Le détroit de Négrepont, ou l’Euripe, Euripus. Ce détroit est entre la ville de Négrepont & la Livadie. Il n’a pas plus de cinquante pas de largeur. On y a bâti une tour au milieu, qui répond à deux ponts ; celui qui est du côté de la Terre-ferme, est de pierre ; & celui qui est du côté de la ville, est de bois, & il se lève pour donner passage aux vaisseaux. Au reste il se fait un flux & reflux dans ce détroit qui a été jusqu’ici inexplicable, parce qu’il est fort différent, selon les différens jours de la lune. Il est régulier depuis le premier jour de la Lune jusqu’au 8, encore depuis le 14 jusqu’au 20, & le 27 le 28 & le 29. Il est régulier le 9, 10, 11, 12, 13 & 14, & encore le 21, 22, 23, 24, 25, 26. Lorsqu’il est régulier, il imite le flux & reflux de l’Océan, montant en six heures, & descendant dans un pareil espace de temps, & ainsi descendant deux fois en 24 heures.
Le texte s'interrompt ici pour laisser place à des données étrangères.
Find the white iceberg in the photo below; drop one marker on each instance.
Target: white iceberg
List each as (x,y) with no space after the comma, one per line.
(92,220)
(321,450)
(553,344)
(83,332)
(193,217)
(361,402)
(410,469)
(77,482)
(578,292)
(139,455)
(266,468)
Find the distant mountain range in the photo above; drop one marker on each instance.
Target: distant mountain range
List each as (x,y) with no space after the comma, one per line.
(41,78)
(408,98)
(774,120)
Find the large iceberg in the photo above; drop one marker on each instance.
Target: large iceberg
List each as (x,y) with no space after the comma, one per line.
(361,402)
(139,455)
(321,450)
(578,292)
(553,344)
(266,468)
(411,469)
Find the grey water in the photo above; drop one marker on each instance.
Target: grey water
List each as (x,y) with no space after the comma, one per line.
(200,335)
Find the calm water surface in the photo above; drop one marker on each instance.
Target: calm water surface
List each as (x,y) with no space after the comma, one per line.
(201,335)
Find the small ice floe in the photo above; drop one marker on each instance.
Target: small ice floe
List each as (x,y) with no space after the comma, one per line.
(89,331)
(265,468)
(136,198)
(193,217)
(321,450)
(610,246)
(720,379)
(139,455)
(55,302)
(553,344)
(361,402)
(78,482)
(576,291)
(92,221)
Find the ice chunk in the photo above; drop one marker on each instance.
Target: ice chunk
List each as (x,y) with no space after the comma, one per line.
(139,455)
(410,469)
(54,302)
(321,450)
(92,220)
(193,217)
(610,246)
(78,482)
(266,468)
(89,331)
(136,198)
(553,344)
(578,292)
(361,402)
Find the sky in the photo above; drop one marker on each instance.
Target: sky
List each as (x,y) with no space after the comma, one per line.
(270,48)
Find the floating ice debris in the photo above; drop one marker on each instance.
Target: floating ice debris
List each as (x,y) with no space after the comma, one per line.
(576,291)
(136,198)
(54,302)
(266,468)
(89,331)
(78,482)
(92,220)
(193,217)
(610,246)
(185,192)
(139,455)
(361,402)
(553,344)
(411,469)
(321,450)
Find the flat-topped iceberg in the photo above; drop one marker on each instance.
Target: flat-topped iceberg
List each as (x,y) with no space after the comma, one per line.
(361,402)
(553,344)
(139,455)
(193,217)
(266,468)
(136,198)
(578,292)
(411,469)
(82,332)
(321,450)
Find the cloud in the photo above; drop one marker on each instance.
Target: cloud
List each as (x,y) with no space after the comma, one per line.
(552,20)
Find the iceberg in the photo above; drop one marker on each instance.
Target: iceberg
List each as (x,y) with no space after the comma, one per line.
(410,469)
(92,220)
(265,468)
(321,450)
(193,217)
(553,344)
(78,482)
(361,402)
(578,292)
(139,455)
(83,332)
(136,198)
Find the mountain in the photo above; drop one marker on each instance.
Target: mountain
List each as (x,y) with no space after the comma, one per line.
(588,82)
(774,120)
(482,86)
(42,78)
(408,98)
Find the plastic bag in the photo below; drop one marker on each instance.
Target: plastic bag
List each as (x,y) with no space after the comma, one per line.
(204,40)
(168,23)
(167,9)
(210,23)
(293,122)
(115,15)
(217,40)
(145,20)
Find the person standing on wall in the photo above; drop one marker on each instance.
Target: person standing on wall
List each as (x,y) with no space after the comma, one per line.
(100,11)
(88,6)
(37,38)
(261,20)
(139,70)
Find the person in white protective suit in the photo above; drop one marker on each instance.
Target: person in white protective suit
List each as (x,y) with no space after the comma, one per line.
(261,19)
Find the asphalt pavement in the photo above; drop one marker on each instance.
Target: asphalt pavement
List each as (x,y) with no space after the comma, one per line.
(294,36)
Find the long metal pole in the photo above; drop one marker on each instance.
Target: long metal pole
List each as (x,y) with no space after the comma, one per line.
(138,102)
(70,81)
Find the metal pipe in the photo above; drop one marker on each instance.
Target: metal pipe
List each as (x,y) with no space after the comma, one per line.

Lorsqu’il est irrégulier, il ne met que demi-heure à monter, & trois quarts-d’heure à descendre ; & ce flux & reflux irrégulier se fait onze, douze, treize, & quelquefois quatorze fois, en 24 ou 25 heures ; l’eau n’y monte que d’un pied, & elle va rarement jusqu’à deux. Maty. Voyez p. 1539. & les Mémoires de Trévoux, 1705. p. 871. & suiv.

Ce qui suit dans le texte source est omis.